Il premier Matteo Renzi ha criticato «il pressapochismo di parte dell'opinione pubblica, questa industria della superficialità, di cui siamo responsabili noi politici, pronta ad esprimere giudizi taglienti, come quelli per i quali il problema di oggi è l'immigrazione, come se in Francia fosse stata l'immigrazione a scatenare gli attentati di Parigi».
BOLDRINI: «TERRIFICANTE CHE SI SPECULI SULLE TRAGEDIE». La presidente della Camera, Laura Boldrini, da parte sua, ha detto di trovare «terrificante che ci sia chi speculi» sulle tragedie dell'immigrazione, ed è «molto pericoloso» se queste speculazioni vengono da «figure pubbliche».
Per il ministro degli Esteri, Paolo Gentiloni, il problema immigrazione «va risolto alla radice», stabilizzando la Libia. E il commissario Ue all'Immigrazione Dimitris Avramopoulos ha avertito: «Dobbiamo essere preparati ad affrontare una stagione migratoria pesante». Si tratta di «una sfida e una responsabilità che tutti gli Stati condividono e non può essere lasciata ad uno solo o ad una manciata di Paesi».
LEGA ALL'ATTACCO. Mentre il Viminale è all'affannosa ricerca di strutture in cui alloggiare le migliaia di persone sbarcate in questi giorni, prevedendo anche la requisizione dei locali, la Lega è andata dunque all'attacco. «Alfano e Renzi», ha accusato Salvini, «cercano altri 6.500 posti letto per gli immigrati. Il ministro dell'Interno fa l'affittacamere per i clandestini. Chiedo ai governatori, ai sindaci, agli assessori e ai consiglieri della Lega di dire no, con ogni mezzo, a ogni nuovo arrivo».
IL 22% DEI MIGRANTI IN SICILIA. I numeri dell'accoglienza indicano che oltre un terzo degli oltre 80 mila migranti assistiti si trova in due regioni: Sicilia (il 22% del totale) e Lazio (12%).
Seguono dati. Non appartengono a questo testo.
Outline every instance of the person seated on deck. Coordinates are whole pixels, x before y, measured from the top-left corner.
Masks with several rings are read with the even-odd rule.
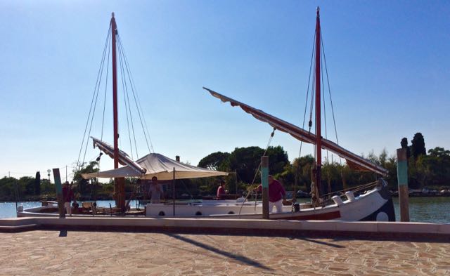
[[[70,202],[74,198],[73,191],[69,185],[69,181],[65,181],[63,186],[63,199],[64,200],[64,208],[65,208],[65,213],[72,216],[72,207]]]
[[[220,185],[217,188],[217,193],[216,194],[217,199],[225,199],[227,193],[227,190],[225,190],[226,185],[225,180],[220,180]]]
[[[257,190],[262,192],[262,184],[260,184]],[[283,212],[283,204],[285,202],[286,191],[284,188],[273,176],[269,176],[269,211],[272,213],[275,206],[277,213]]]
[[[77,199],[74,198],[72,203],[72,213],[78,213],[78,207],[79,207],[79,204],[77,202]]]
[[[158,183],[158,178],[156,176],[152,178],[152,183],[150,185],[148,193],[150,195],[150,203],[160,203],[162,188],[161,185]]]

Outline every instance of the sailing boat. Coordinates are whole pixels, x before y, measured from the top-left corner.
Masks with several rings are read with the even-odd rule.
[[[347,160],[347,164],[359,169],[373,171],[382,176],[387,171],[377,164],[341,147],[338,145],[323,139],[321,136],[320,126],[320,20],[317,11],[316,27],[316,134],[311,133],[298,126],[276,118],[262,110],[240,103],[207,88],[213,96],[223,102],[229,102],[232,106],[239,106],[244,111],[251,114],[256,119],[266,122],[274,128],[288,133],[294,138],[306,143],[315,144],[316,152],[316,164],[315,183],[321,183],[321,149],[328,150]],[[141,179],[151,179],[153,176],[159,179],[183,179],[189,178],[209,177],[226,175],[226,172],[207,170],[193,166],[184,164],[170,159],[162,155],[150,153],[136,162],[133,161],[123,151],[118,148],[117,107],[117,73],[115,60],[115,34],[117,25],[112,14],[110,26],[114,35],[112,36],[112,88],[113,88],[113,114],[114,114],[114,143],[113,145],[93,138],[94,147],[114,159],[115,169],[109,171],[84,175],[86,178],[105,177],[115,178],[116,204],[119,209],[124,208],[124,178],[136,177]],[[124,165],[119,167],[119,164]],[[174,185],[173,189],[174,190]],[[355,196],[353,191],[347,191],[345,200],[340,196],[334,196],[331,202],[314,202],[294,206],[283,206],[281,213],[271,213],[271,219],[288,220],[342,220],[355,221],[394,221],[394,207],[387,183],[379,178],[366,186],[369,190],[359,196]],[[201,217],[216,218],[261,218],[262,214],[262,202],[248,202],[243,197],[237,200],[211,200],[192,202],[181,204],[148,204],[146,208],[147,217]],[[39,207],[18,212],[18,216],[49,216],[49,209],[54,208]],[[56,211],[56,210],[55,210]],[[83,216],[83,215],[80,215]]]
[[[319,8],[317,7],[316,19],[316,41],[315,41],[315,117],[316,132],[311,133],[292,124],[275,117],[259,109],[254,108],[245,103],[238,102],[226,97],[216,91],[203,87],[212,96],[220,99],[222,102],[230,103],[231,106],[238,106],[247,113],[250,113],[259,121],[268,123],[274,129],[288,133],[296,139],[310,144],[315,145],[316,161],[313,169],[313,192],[311,192],[311,204],[300,204],[297,212],[292,215],[277,214],[277,218],[290,219],[340,219],[345,221],[394,221],[394,206],[390,192],[387,189],[386,181],[382,178],[371,185],[363,185],[362,188],[367,190],[360,196],[355,197],[353,191],[345,192],[345,201],[341,197],[335,195],[332,202],[326,205],[324,199],[321,198],[323,192],[321,192],[320,183],[321,182],[322,150],[329,150],[345,159],[347,165],[352,169],[372,171],[385,176],[387,171],[376,164],[351,152],[340,147],[338,144],[322,138],[321,119],[321,25]],[[310,122],[311,124],[311,122]],[[312,209],[308,209],[312,207]]]

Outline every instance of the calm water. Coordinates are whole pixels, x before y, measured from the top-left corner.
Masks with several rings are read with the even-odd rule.
[[[23,208],[39,206],[40,202],[20,202]],[[102,207],[114,206],[113,200],[98,200],[97,204]],[[136,202],[131,201],[130,206],[135,207]],[[397,221],[400,220],[398,198],[394,198],[394,207]],[[411,197],[409,199],[409,217],[411,221],[450,223],[450,197]],[[0,202],[0,218],[15,218],[15,202]]]

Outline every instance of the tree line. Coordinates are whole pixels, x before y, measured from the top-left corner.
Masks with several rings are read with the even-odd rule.
[[[428,152],[425,140],[420,133],[414,135],[411,144],[404,138],[400,145],[406,148],[408,155],[409,185],[410,188],[425,187],[435,189],[450,188],[450,150],[437,147]],[[261,182],[257,173],[261,157],[269,157],[270,173],[282,182],[286,190],[311,191],[311,169],[314,165],[311,155],[295,158],[290,162],[288,154],[281,146],[269,147],[264,150],[259,147],[236,147],[231,152],[213,152],[202,158],[198,166],[209,169],[228,171],[231,173],[221,179],[228,183],[230,193],[241,194],[251,183]],[[388,156],[383,150],[378,155],[373,152],[364,157],[385,168],[388,175],[385,178],[390,188],[397,189],[397,159]],[[89,199],[110,199],[112,198],[112,180],[101,183],[96,179],[82,179],[82,173],[98,171],[96,162],[84,164],[73,171],[73,188],[80,200]],[[325,193],[351,188],[377,180],[374,173],[351,169],[343,160],[326,160],[322,167],[321,187]],[[219,179],[198,178],[176,180],[177,197],[195,198],[215,194]],[[126,192],[136,190],[136,179],[127,179]],[[328,190],[330,188],[331,190]],[[172,195],[172,185],[167,185],[167,194]],[[41,179],[39,172],[34,178],[25,176],[19,179],[4,177],[0,179],[0,200],[37,200],[56,197],[54,185],[48,179]]]

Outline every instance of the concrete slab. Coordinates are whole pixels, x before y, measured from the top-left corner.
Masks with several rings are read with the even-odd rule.
[[[450,243],[33,231],[0,234],[1,275],[448,275]]]

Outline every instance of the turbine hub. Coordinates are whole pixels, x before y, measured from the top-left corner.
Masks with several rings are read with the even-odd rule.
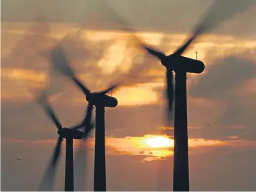
[[[205,70],[205,64],[199,60],[181,56],[170,55],[161,60],[162,64],[168,70],[175,72],[201,73]]]
[[[115,98],[98,92],[92,92],[88,94],[86,100],[96,107],[97,106],[101,106],[114,108],[118,105],[118,100]]]

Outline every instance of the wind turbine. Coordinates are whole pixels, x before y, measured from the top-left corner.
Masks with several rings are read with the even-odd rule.
[[[185,50],[191,46],[193,42],[201,34],[209,32],[214,27],[218,26],[220,23],[234,17],[242,12],[255,1],[250,0],[242,4],[242,1],[221,1],[216,0],[210,7],[207,14],[194,30],[193,35],[188,38],[185,43],[170,55],[157,50],[146,45],[142,40],[136,37],[138,45],[147,53],[158,58],[166,68],[166,94],[168,98],[168,111],[167,119],[170,123],[172,120],[172,105],[175,99],[175,119],[174,119],[174,157],[173,157],[173,191],[189,191],[188,174],[188,126],[187,126],[187,104],[186,104],[186,73],[203,72],[205,69],[204,63],[199,60],[182,56]],[[231,8],[230,5],[237,3]],[[119,24],[123,25],[121,29],[124,31],[134,32],[131,25],[120,17],[110,7],[105,3],[105,7],[118,19]],[[219,11],[221,8],[223,12]],[[226,9],[229,9],[226,12]],[[175,72],[175,97],[173,85],[173,74]]]
[[[55,124],[55,126],[58,129],[58,134],[59,135],[50,164],[48,165],[43,180],[40,184],[39,191],[53,191],[57,165],[61,153],[61,143],[63,139],[66,138],[65,191],[73,191],[73,140],[81,140],[84,138],[93,127],[92,125],[88,126],[88,123],[90,123],[89,122],[90,118],[90,112],[87,113],[84,120],[81,123],[68,129],[62,127],[61,125],[53,110],[49,104],[47,96],[44,92],[39,96],[38,101],[44,107],[49,118]],[[92,107],[91,108],[92,109]],[[88,111],[91,111],[91,108],[89,105]],[[84,133],[78,130],[83,127],[87,128],[84,128],[86,129]]]
[[[73,69],[69,65],[63,49],[57,45],[50,56],[53,67],[63,75],[70,78],[83,92],[89,105],[96,106],[96,133],[94,158],[94,191],[106,191],[106,159],[105,140],[105,107],[114,108],[118,105],[118,100],[106,95],[118,84],[111,86],[99,92],[90,92],[85,85],[76,77]]]

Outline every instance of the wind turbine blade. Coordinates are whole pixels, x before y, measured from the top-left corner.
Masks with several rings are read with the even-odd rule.
[[[44,107],[48,117],[53,122],[58,129],[62,129],[62,126],[54,113],[53,109],[49,104],[46,95],[44,92],[39,96],[38,102]]]
[[[81,127],[84,127],[84,131],[85,132],[85,128],[89,127],[91,125],[92,112],[93,108],[94,108],[94,106],[90,103],[89,103],[88,105],[88,107],[87,107],[86,115],[84,119],[82,121],[81,123],[80,123],[77,125],[72,127],[71,129],[79,129]]]
[[[200,35],[216,28],[222,22],[233,17],[255,3],[255,0],[216,0],[194,30],[194,34],[173,54],[181,55]]]
[[[116,88],[118,85],[119,85],[119,83],[118,83],[118,84],[114,85],[110,87],[109,88],[107,89],[106,90],[100,92],[99,93],[101,93],[101,94],[107,94],[107,93],[108,93],[109,92],[110,92],[110,91],[111,91],[112,90],[113,90],[114,89]]]
[[[172,70],[166,71],[166,96],[168,102],[167,120],[172,120],[172,111],[174,101],[173,73]]]
[[[89,107],[88,107],[89,108]],[[88,122],[88,127],[84,126],[84,138],[80,142],[79,145],[75,154],[75,167],[79,166],[75,171],[75,191],[84,191],[84,184],[86,180],[86,149],[84,149],[84,146],[88,142],[88,138],[90,133],[94,128],[94,122]]]
[[[146,46],[146,45],[142,45],[142,47],[143,47],[146,50],[147,50],[147,52],[149,54],[151,54],[151,55],[152,55],[152,56],[155,56],[155,57],[157,57],[157,58],[159,58],[160,60],[162,60],[162,59],[163,58],[164,58],[165,56],[166,56],[166,55],[165,55],[164,53],[160,52],[159,52],[159,51],[157,51],[157,50],[154,50],[154,49],[153,49],[152,48],[150,48],[150,47],[147,47],[147,46]]]
[[[54,69],[62,75],[70,78],[86,95],[90,94],[89,89],[76,77],[73,69],[69,64],[70,61],[66,57],[64,50],[60,46],[57,45],[55,47],[51,53],[50,59]]]
[[[41,181],[38,191],[53,191],[54,182],[55,180],[56,171],[58,166],[58,160],[61,153],[61,142],[62,138],[59,137],[55,149],[53,151],[51,160],[44,173],[42,180]]]

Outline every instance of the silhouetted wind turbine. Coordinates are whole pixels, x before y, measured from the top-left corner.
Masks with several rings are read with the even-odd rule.
[[[86,96],[89,105],[95,105],[96,133],[94,158],[94,191],[106,191],[106,160],[105,140],[105,107],[114,108],[118,105],[118,100],[106,95],[113,90],[118,84],[111,86],[99,92],[90,92],[85,85],[76,77],[73,69],[69,65],[63,49],[57,45],[51,54],[51,61],[53,67],[63,75],[70,78]]]
[[[88,129],[84,133],[77,129],[88,125],[89,118],[86,116],[83,122],[77,125],[70,129],[62,127],[52,108],[49,104],[47,96],[44,92],[38,98],[38,102],[44,107],[49,118],[54,122],[58,129],[59,135],[52,159],[50,162],[42,181],[39,186],[39,191],[52,191],[58,160],[61,153],[61,143],[66,138],[66,171],[65,171],[65,191],[73,191],[73,140],[83,139],[92,127],[87,127]],[[88,107],[90,109],[90,107]],[[90,115],[90,113],[88,113]]]
[[[140,46],[146,50],[148,54],[160,60],[162,64],[166,68],[166,93],[168,98],[168,120],[172,120],[172,104],[174,99],[174,89],[173,85],[173,71],[175,72],[175,122],[174,122],[174,158],[173,158],[173,191],[189,191],[189,174],[188,174],[188,127],[187,127],[187,105],[186,105],[186,73],[201,73],[205,69],[203,63],[201,61],[183,57],[188,47],[200,35],[216,27],[224,20],[227,20],[246,10],[255,1],[221,1],[216,0],[209,10],[207,14],[205,15],[203,19],[194,30],[194,34],[186,42],[178,48],[173,54],[166,56],[159,50],[150,47],[142,40],[136,38]],[[227,3],[229,2],[229,3]],[[230,8],[230,5],[237,3]],[[107,7],[105,3],[105,7]],[[225,6],[229,8],[228,12],[224,14]],[[221,8],[224,12],[218,12]],[[109,10],[115,14],[119,19],[119,24],[123,25],[123,30],[135,32],[129,27],[128,22],[112,10],[109,6]]]

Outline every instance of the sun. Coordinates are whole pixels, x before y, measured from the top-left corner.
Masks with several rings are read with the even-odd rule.
[[[172,140],[162,136],[149,138],[146,140],[146,143],[151,147],[166,147],[173,146],[173,141]]]

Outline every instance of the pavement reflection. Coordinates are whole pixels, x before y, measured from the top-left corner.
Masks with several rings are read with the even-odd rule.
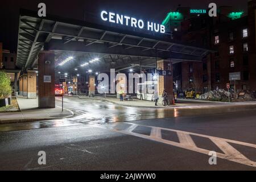
[[[56,105],[61,105],[56,100]],[[150,119],[216,114],[256,109],[256,105],[225,105],[213,108],[155,109],[125,107],[101,100],[65,98],[64,107],[71,110],[71,118],[33,122],[2,124],[0,131],[30,130],[81,125],[102,124]]]

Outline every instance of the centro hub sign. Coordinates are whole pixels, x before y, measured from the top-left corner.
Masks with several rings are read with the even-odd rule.
[[[139,28],[140,29],[146,28],[148,31],[164,34],[166,27],[164,26],[154,22],[147,21],[146,23],[142,19],[137,19],[129,16],[119,15],[112,12],[102,11],[101,13],[101,19],[104,21],[109,21],[110,23],[126,25],[131,27]]]

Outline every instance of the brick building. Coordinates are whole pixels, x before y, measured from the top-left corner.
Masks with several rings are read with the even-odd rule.
[[[174,39],[216,50],[201,62],[174,64],[174,79],[180,82],[180,89],[192,88],[205,92],[216,88],[225,89],[228,82],[234,87],[234,81],[229,80],[229,73],[240,72],[241,80],[236,83],[237,89],[256,90],[256,0],[247,3],[247,15],[222,6],[214,18],[208,13],[189,14],[187,11],[190,9],[179,7],[176,13],[186,15],[179,15],[183,20],[179,19],[179,23],[175,24],[176,17],[174,16],[164,22],[172,25],[167,27]]]

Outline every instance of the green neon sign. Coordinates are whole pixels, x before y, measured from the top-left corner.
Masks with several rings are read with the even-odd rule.
[[[166,25],[170,20],[182,20],[183,16],[179,12],[170,12],[167,14],[162,24]]]
[[[207,13],[207,10],[199,9],[191,9],[190,10],[190,13],[205,14]]]
[[[243,11],[232,12],[228,15],[228,17],[230,18],[232,20],[234,20],[241,18],[243,14]]]

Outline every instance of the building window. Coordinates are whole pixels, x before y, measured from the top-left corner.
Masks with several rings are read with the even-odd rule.
[[[215,82],[219,82],[220,81],[220,73],[215,74]]]
[[[243,52],[248,51],[248,43],[247,42],[243,43]]]
[[[233,60],[233,59],[230,60],[229,63],[230,63],[230,68],[234,68],[234,60]]]
[[[234,53],[234,46],[229,46],[229,53],[233,54]]]
[[[243,29],[243,38],[247,38],[248,36],[248,28]]]
[[[194,77],[192,76],[189,77],[189,83],[191,84],[194,81]]]
[[[205,83],[205,82],[207,82],[207,80],[208,80],[208,77],[207,77],[207,75],[203,75],[203,82],[204,83]]]
[[[232,41],[234,40],[234,33],[229,32],[229,41]]]
[[[249,80],[249,72],[244,71],[243,73],[243,80]]]
[[[218,69],[218,68],[220,68],[220,61],[216,60],[215,61],[215,69]]]
[[[244,66],[247,66],[248,65],[248,56],[243,56],[243,65]]]
[[[203,63],[203,71],[207,70],[207,63]]]
[[[218,38],[218,35],[217,35],[214,38],[214,44],[218,44],[220,43],[220,39]]]
[[[193,73],[193,65],[192,64],[188,65],[188,71],[189,73]]]

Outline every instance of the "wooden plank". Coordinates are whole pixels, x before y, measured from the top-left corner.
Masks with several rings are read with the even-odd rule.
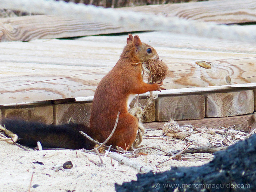
[[[210,1],[117,9],[178,16],[186,19],[234,23],[256,21],[253,0]],[[28,41],[38,38],[60,38],[131,31],[144,31],[140,26],[131,28],[116,23],[95,22],[49,15],[33,15],[0,19],[0,40]]]
[[[206,96],[206,117],[228,117],[252,113],[253,100],[252,90],[208,94]]]
[[[225,0],[124,7],[118,9],[187,20],[231,24],[256,21],[254,0]]]
[[[255,27],[254,30],[250,28],[250,27],[253,26]],[[248,31],[251,31],[252,32],[256,30],[256,25],[244,26],[243,27],[248,29]],[[211,57],[218,56],[221,57],[219,57],[219,59],[227,59],[229,57],[232,57],[233,58],[249,57],[251,57],[242,55],[241,53],[255,54],[256,52],[256,44],[255,44],[243,43],[235,41],[230,42],[202,37],[192,37],[190,35],[177,34],[164,31],[136,32],[132,33],[133,35],[138,35],[142,42],[148,44],[153,47],[157,48],[157,51],[160,59],[164,60],[166,57],[176,57],[176,56],[177,55],[177,53],[174,51],[171,55],[166,53],[164,50],[159,49],[158,48],[159,47],[175,48],[176,48],[176,51],[179,50],[178,49],[182,49],[183,50],[186,50],[189,54],[190,54],[190,52],[192,50],[210,51],[211,52],[211,52],[210,56],[205,56],[204,58],[201,58],[202,59],[205,59],[206,58],[209,58],[209,56]],[[78,38],[76,41],[93,41],[94,43],[104,42],[105,43],[123,44],[125,43],[124,39],[125,39],[127,37],[127,34],[118,35],[89,36]],[[200,52],[198,51],[198,53],[196,54],[193,55],[193,57],[192,58],[196,59],[196,57],[200,53]],[[231,53],[239,53],[241,55],[240,56],[233,55],[233,56],[231,55]],[[221,56],[220,53],[227,54],[226,56],[223,54]],[[184,55],[184,56],[187,57],[187,55]]]
[[[228,127],[235,126],[233,128],[238,130],[248,131],[247,123],[253,129],[256,127],[255,114],[252,113],[239,116],[225,117],[204,118],[193,120],[177,121],[180,125],[192,125],[197,127],[206,127],[209,128],[219,129],[221,127]],[[145,127],[150,129],[158,129],[163,128],[166,122],[151,122],[144,124]]]
[[[141,30],[139,27],[136,29]],[[129,31],[109,23],[41,15],[0,19],[1,42],[28,41]]]
[[[142,98],[141,97],[139,98],[138,100],[138,105],[142,107],[143,109],[147,103],[148,99]],[[130,107],[132,108],[133,107],[136,99],[133,99],[130,104]],[[151,122],[154,121],[155,119],[155,102],[154,100],[152,101],[152,102],[150,104],[144,113],[142,117],[142,123]]]
[[[195,119],[204,117],[203,95],[160,97],[156,101],[156,120]]]
[[[54,124],[64,124],[69,121],[90,126],[91,103],[73,103],[54,105]]]
[[[254,110],[256,111],[256,89],[253,89],[253,90],[254,96]]]
[[[58,39],[0,44],[0,104],[93,96],[125,44]],[[169,56],[164,57],[169,71],[166,89],[256,82],[255,54],[155,48]],[[204,59],[234,56],[239,58]],[[202,60],[211,68],[195,64]]]
[[[44,105],[20,105],[12,107],[1,106],[3,118],[20,118],[46,124],[53,123],[52,106]]]

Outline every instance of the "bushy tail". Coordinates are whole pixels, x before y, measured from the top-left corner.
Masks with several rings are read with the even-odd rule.
[[[91,149],[95,145],[79,133],[82,131],[87,133],[86,130],[89,129],[83,124],[55,125],[8,118],[3,120],[2,124],[18,135],[20,144],[30,147],[36,146],[38,141],[41,142],[43,148]]]

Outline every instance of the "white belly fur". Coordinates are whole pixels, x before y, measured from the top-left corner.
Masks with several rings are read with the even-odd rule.
[[[128,96],[128,99],[127,99],[127,108],[128,109],[130,109],[130,103],[132,101],[135,97],[136,97],[136,95],[135,94],[130,94],[130,95]]]

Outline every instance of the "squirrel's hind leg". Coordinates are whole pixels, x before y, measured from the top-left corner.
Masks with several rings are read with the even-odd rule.
[[[129,149],[136,138],[138,127],[138,120],[134,116],[128,113],[120,114],[116,131],[108,144]]]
Decisamente inferiori le percentuali delle regioni del Nord: la Lombardia accoglie il 9% del totale, quasi come la Puglia (8%), mentre il Veneto il 4% e l'Emilia il 6%.
MARONI: «IL GOVERNO COINVOLGA LE REGIONI NELLE SCELTE». «In questi casi», ha rilevato il presidente della Regione Lombardia Roberto Maroni, «il governo per fare una cosa seria deve convocare le Regioni, perché ci troviamo a dover ricevere clandestini che vengono messi dalle prefetture in giro, senza essere coinvolti e costringendo i sindaci a fare quello che non vogliono». Sulla stessa posizione l'altro governatore leghista, Luca Zaia (Veneto): «Qui i posti a disposizione sono zero».
GASPARRI: «ASSALTO ARMATO DI TRAFFICANTI CLANDESTINI». Polemiche anche per l'episodio degli spari partiti da un'imbarcazione di trafficanti di uomini per recuperare un barcone a 60 miglia dalle coste libiche. «Stiamo assistendo», ha attaccato Maurizio Gasparri (Fi), «ad un assalto armato di trafficanti di clandestini con i militari italiani costretti ad operare in mare dal nostro imbelle, irresponsabile, incapace governo che non è in grado di attuare delle misure a protezione del nostro Paese. A chi spara nel Mediterraneo si risponde con il blocco navale, non con un servizio di trasporto e di facchinaggio di clandestini che si trasforma in aperta complicità con i banditi».
Il presidente di Fratelli d'Italia, Giorgia Meloni, ha chiesto «cosa aspetta il governo a mandare la nostra Marina Militare a rispondere al fuoco? Purtroppo la soluzione geniale del governo Renzi è accogliere tutti in Italia e requisire case e alberghi privati per ospitare tutti i profughi. Per noi invece le imbarcazioni dei terroristi vanno affondate e i barconi vanno bloccati alla partenza».